Last Updated on April 10, 2023
Whether you fully understand it or not, chances are you’re already participating in the metaverse. While there is still much debate on what a truly immersive metaverse experience is, proto-metaverse worlds have existed for years, and are gaining popularity by the day. According to BoF, 72% of US consumers have accessed a virtual world within the last twelve months, with more than half showing interest in purchasing an online asset. This includes the virtual worlds created by the online gaming industry, and the use of metaverse technology driving employee collaboration in the hybrid workplace.
So, what is the metaverse, and what does it mean for the fashion industry?
The metaverse refers to a 3D virtual realm where users can shop, work, socialize, and perform all the actions of their physical reality from the comfort of their homes. While the term has been used to signify a shared space, games like Roblox and Fortnite have created virtual realities that boast an estimated 50 and 25 million daily users, respectively. According to Vogue Business, the popularity of gaming has lifted the gaming industry—which is a huge part of the metaverse—to a $222 billion valuation. As a result, fashion brands have accelerated their efforts to stake their claim in the industry.
More and more, people are dressing their avatars in the metaverse—and are often willing to pay for more choices. The popularity of digital wearables, and events like the first-ever Metaverse Fashion Week in 2022—with brands like Dolce & Gabbana, Estée Lauder, Etro, and Tommy Hilfiger—could be a positive sign for those who are concerned about oversupply and waste. Sensorium points to “massive margins” for retailers, but also the possible elimination of excessive inventory. With a digital-first approach, brands can increase customer engagement, access secondary market profits, and only create physical garments when they choose to, or on a demand basis.
The benefits to the environment could be tremendous. Fashionabc puts this in context when they make mention that the production of digital clothing emits 97% less carbon dioxide and saves a whopping 3000 liters of water per item than the physical alternative. If brands actually made the shift to producing more digital clothing than physical clothing, this would create a more sustainable fashion industry. As such, it should be safe to assume that this substitute would contribute positively to the shift towards sustainability.
Are Fashion Brands Actually More Sustainable Because of the Metaverse?
The emergence of the conscious consumer is putting pressure on brands to leverage technology to improve their production and supply chain processes. However, this commitment is yet to be truly realized for most brands. On the other hand, selling garments in the metaverse enables brands to increase their revenue with a limited impact on the environment. Some of the brands engaging with customers in the metaverse include the creation of Gucci Garden and Gucci Town and the pioneers identified by The Drum—Burberry’s partnership with Mythical Games on the Blankos Block Party game, Balenciaga’s creation of a virtual pop-up store in Fortnite, and the launch of the Louis Game which includes custom Louis Vuitton clothing and collectable NFTs.

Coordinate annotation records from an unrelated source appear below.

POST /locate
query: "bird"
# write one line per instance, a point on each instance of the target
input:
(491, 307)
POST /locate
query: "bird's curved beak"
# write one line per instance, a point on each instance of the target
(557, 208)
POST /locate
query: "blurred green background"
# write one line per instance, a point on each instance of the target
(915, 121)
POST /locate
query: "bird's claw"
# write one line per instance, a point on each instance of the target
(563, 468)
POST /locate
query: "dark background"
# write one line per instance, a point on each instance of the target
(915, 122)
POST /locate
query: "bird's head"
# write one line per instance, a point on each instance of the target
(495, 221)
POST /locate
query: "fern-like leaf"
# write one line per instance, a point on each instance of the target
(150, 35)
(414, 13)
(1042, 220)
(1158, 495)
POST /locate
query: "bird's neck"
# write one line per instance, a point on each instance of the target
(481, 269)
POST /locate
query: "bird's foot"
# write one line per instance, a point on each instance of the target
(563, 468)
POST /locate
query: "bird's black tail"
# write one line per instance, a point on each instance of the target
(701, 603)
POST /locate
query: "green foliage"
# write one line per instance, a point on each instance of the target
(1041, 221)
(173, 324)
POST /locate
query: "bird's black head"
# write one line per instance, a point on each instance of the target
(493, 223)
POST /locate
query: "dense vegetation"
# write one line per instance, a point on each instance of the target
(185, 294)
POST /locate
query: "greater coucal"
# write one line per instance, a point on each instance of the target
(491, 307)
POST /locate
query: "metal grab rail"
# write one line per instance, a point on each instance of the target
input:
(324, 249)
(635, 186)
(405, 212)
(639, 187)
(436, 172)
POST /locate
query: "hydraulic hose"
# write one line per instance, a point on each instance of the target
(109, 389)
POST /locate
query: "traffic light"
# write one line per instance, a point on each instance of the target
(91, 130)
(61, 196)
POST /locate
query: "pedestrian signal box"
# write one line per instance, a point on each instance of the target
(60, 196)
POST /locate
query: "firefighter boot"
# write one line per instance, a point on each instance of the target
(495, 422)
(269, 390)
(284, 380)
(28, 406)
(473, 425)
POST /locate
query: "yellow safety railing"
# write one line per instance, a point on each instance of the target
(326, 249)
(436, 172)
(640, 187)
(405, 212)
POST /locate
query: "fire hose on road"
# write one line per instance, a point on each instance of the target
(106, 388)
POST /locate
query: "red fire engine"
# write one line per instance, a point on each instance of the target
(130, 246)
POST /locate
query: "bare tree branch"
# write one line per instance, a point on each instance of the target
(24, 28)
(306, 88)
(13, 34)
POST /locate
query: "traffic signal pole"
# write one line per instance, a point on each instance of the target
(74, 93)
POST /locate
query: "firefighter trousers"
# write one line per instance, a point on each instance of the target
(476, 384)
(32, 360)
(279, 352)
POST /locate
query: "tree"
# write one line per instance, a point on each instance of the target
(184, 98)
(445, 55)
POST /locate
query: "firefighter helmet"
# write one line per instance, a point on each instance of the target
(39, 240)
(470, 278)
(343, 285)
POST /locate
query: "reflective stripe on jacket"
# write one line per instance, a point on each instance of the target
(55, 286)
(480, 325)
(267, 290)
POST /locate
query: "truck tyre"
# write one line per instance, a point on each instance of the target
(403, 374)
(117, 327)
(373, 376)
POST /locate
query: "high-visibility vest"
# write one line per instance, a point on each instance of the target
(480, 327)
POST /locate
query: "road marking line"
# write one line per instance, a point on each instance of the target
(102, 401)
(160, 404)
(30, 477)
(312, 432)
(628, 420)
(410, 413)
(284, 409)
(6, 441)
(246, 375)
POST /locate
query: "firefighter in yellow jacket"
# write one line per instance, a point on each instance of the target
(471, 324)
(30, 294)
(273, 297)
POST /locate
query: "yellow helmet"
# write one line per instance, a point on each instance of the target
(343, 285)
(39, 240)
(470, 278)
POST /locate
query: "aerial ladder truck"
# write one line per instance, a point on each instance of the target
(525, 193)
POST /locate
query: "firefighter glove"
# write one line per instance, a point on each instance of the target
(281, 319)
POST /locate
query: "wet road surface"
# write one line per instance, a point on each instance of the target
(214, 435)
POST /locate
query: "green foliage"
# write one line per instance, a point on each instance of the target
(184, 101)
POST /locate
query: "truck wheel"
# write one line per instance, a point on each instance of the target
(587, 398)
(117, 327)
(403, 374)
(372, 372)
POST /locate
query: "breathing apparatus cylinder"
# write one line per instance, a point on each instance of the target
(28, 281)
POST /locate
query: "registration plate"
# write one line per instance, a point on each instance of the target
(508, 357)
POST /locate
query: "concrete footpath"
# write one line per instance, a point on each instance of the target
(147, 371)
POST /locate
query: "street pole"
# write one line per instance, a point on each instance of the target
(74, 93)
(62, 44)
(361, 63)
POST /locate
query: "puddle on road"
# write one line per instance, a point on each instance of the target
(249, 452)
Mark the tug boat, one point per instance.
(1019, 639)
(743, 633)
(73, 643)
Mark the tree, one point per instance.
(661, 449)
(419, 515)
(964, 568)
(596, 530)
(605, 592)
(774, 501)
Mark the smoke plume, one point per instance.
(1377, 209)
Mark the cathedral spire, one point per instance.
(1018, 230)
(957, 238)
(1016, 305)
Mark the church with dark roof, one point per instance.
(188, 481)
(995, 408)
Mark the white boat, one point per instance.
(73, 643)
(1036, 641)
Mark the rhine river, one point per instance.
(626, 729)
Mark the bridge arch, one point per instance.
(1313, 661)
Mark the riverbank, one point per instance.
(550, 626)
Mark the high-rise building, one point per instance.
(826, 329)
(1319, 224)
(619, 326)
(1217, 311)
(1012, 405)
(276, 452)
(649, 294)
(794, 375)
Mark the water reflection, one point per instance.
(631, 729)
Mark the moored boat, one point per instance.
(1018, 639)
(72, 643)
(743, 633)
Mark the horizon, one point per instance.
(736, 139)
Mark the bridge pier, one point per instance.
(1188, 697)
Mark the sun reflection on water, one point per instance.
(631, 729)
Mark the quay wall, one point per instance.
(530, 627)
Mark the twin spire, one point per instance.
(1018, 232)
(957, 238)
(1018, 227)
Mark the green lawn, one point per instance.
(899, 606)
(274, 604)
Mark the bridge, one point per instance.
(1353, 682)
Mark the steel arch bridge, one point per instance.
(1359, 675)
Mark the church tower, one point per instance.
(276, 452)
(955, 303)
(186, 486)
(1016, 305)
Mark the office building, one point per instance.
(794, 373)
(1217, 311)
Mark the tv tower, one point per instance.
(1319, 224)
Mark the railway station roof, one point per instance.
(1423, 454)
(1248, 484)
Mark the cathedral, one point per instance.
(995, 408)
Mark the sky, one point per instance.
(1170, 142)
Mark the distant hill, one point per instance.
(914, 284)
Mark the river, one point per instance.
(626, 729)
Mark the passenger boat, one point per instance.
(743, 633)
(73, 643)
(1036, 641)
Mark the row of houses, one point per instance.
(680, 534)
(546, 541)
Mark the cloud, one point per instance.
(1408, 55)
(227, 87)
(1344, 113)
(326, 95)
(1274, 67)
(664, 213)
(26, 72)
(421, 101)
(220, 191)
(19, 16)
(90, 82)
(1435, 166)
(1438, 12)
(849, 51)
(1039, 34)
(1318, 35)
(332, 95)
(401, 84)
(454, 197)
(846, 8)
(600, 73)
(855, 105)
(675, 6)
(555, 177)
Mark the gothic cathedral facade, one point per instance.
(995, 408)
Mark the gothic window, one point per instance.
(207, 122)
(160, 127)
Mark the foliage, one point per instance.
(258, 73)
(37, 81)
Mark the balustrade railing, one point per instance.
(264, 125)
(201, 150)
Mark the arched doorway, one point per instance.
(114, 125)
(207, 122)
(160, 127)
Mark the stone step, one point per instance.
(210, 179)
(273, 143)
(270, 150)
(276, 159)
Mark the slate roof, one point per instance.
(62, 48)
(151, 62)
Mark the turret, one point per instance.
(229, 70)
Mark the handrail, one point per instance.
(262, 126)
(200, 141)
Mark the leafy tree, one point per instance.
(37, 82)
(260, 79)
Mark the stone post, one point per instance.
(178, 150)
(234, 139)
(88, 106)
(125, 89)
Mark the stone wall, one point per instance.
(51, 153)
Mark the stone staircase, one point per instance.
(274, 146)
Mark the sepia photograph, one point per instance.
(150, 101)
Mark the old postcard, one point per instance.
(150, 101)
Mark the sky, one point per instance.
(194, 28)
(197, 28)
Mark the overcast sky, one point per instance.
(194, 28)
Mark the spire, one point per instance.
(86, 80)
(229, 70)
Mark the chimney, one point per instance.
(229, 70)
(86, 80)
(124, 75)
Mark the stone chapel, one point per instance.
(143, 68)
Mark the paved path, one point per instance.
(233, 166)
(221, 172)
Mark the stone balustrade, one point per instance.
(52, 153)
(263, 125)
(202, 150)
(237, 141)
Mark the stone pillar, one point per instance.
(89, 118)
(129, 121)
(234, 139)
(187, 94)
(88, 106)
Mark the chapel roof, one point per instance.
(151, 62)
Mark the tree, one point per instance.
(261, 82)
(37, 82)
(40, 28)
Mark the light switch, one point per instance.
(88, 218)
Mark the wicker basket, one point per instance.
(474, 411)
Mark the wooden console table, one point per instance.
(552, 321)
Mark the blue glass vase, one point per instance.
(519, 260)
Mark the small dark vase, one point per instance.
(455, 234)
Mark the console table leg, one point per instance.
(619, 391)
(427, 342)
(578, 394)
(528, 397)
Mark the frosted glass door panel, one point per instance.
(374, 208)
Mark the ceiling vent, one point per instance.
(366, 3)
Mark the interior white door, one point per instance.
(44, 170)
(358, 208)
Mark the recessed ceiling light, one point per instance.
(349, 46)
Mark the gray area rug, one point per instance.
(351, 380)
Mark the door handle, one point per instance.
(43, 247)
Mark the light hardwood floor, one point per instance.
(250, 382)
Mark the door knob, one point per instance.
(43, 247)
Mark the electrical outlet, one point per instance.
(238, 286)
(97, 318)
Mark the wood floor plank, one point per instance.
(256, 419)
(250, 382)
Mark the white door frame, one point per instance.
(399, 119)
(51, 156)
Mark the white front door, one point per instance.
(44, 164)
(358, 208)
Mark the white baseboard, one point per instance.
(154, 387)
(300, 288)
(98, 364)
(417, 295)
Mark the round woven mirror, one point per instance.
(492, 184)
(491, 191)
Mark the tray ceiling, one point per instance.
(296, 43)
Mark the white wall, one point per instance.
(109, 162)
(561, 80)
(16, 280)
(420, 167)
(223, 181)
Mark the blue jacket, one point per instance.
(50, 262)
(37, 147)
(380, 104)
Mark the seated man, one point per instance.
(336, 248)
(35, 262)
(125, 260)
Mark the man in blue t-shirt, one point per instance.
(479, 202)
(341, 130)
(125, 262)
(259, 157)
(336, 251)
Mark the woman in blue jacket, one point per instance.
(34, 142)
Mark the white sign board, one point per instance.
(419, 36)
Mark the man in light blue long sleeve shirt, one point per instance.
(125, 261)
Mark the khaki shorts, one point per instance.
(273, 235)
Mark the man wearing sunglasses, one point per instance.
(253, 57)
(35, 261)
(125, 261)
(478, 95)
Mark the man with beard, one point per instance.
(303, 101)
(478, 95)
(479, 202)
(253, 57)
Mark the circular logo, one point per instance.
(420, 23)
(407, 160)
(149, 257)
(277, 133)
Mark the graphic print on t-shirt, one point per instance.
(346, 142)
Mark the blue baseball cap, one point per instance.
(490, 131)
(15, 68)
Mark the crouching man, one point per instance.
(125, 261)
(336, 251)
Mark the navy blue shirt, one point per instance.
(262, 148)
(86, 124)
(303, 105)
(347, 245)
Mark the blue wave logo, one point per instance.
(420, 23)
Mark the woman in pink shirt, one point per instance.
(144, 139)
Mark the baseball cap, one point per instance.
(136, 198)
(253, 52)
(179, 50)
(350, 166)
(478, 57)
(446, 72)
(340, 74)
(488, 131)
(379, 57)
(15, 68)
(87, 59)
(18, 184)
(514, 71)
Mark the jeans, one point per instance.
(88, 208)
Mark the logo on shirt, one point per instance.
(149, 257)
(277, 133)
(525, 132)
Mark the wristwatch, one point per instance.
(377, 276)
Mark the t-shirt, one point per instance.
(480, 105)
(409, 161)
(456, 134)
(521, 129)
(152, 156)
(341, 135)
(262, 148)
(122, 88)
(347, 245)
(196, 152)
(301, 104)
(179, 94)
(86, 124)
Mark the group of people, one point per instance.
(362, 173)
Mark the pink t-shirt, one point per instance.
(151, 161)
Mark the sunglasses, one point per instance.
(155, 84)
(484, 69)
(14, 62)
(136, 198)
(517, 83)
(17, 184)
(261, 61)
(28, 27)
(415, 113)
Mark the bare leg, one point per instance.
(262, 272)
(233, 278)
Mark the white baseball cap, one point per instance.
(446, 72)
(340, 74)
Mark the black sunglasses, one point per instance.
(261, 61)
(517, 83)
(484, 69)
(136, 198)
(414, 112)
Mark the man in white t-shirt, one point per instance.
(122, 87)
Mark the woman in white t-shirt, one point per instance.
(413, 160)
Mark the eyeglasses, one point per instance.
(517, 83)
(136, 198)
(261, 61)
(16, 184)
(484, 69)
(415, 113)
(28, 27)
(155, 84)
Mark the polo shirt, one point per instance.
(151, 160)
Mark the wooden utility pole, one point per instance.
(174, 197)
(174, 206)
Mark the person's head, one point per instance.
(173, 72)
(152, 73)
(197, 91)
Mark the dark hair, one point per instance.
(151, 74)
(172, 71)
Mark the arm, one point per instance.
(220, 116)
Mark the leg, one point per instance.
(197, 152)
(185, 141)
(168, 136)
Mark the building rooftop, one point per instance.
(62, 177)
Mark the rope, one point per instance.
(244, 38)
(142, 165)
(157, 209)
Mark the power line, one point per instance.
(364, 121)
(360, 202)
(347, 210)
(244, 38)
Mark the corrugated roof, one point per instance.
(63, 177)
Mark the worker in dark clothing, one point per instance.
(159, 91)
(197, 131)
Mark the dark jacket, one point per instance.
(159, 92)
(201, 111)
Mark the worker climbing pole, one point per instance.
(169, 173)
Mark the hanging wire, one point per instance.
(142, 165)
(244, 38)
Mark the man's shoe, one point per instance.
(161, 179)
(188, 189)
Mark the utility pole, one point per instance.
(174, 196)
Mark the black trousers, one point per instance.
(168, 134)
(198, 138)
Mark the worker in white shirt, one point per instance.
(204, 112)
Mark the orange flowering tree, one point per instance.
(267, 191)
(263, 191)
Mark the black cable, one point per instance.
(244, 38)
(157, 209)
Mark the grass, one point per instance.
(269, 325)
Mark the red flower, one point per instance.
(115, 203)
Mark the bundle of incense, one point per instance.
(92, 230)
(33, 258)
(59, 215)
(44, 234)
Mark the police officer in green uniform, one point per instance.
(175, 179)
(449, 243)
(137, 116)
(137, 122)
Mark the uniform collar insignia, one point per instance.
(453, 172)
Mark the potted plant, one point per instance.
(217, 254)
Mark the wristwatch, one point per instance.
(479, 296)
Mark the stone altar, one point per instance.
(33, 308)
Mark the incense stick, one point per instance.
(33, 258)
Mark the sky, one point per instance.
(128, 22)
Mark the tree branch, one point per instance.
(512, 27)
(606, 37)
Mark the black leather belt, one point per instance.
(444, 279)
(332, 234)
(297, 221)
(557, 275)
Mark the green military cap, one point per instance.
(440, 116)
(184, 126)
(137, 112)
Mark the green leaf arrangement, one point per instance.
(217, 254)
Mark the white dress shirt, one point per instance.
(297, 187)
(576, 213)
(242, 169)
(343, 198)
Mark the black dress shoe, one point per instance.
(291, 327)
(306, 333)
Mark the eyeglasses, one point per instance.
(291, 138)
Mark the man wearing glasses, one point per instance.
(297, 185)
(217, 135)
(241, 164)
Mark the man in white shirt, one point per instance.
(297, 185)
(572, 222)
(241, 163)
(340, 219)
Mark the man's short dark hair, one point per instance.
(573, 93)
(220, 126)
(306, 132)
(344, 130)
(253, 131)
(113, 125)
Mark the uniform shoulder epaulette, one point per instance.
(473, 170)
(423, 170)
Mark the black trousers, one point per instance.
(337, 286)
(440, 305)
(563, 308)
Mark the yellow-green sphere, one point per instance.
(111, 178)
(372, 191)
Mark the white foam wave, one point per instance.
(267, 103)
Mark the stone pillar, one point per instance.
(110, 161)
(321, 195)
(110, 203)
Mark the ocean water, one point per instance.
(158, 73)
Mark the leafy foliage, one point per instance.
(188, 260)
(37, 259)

In a January 2023 article, Glossy explores H&M’s alleged promotion of sustainability in the metaverse. Unfortunately, critics have slammed their efforts, starting with H&M’s appointment of Maisie Williams as a sustainability ambassador in 2021, citing her lack of experience in the field. The Swedish fast-fashion giant then launched their PETA-approved digital fashion collection. This along with their 2023 Roblox launch, has seen the brand come under fire for advocating circular fashion in gaming without fulfilling their environmental promise in their physical production practices.
In light of this, while the metaverse could provide many benefits, fast fashion and luxury brands still have a long way to go when it comes to enacting ethical practices and reducing the production of physical garments. According to Good On You, these retailers use digital fashion as a marketing tool to attract more customers rather than address their processes. Unfortunately, this alternative revenue stream has an additional impact on the environment, as brands use energy-intensive NFTs to increase digital customer engagement like Adidas x Prada, Chito x Givenchy, and Bulgari. While the effects of NFTs are less than physical production, using them as a marketing tool instead of an opportunity to lessen production compounds their overall environmental impact.
On the bright side, the digital realm provides a platform for creators to enter a highly profitable market with the potential of bypassing traditional gatekeepers. Moreover, fashion enthusiasts can turn their attention to purely digital fashion brands like The Fabricant and The Republique. The former was made famous when Richard Ma, a businessman from San Fransico bought a £7,500 maxi dress for his wife—a digital garment photoshopped onto her picture—as referenced by Singapore-based FEMALE magazine. On the other hand, The Republique has a comprehensive collection in their digital store with vests and t-shirts starting at more palatable price points like £3. These and the many other fashion brands participating in this space are a testament to the endless possibilities for metaverse designers, consumers, and the real proponents of sustainable fashion.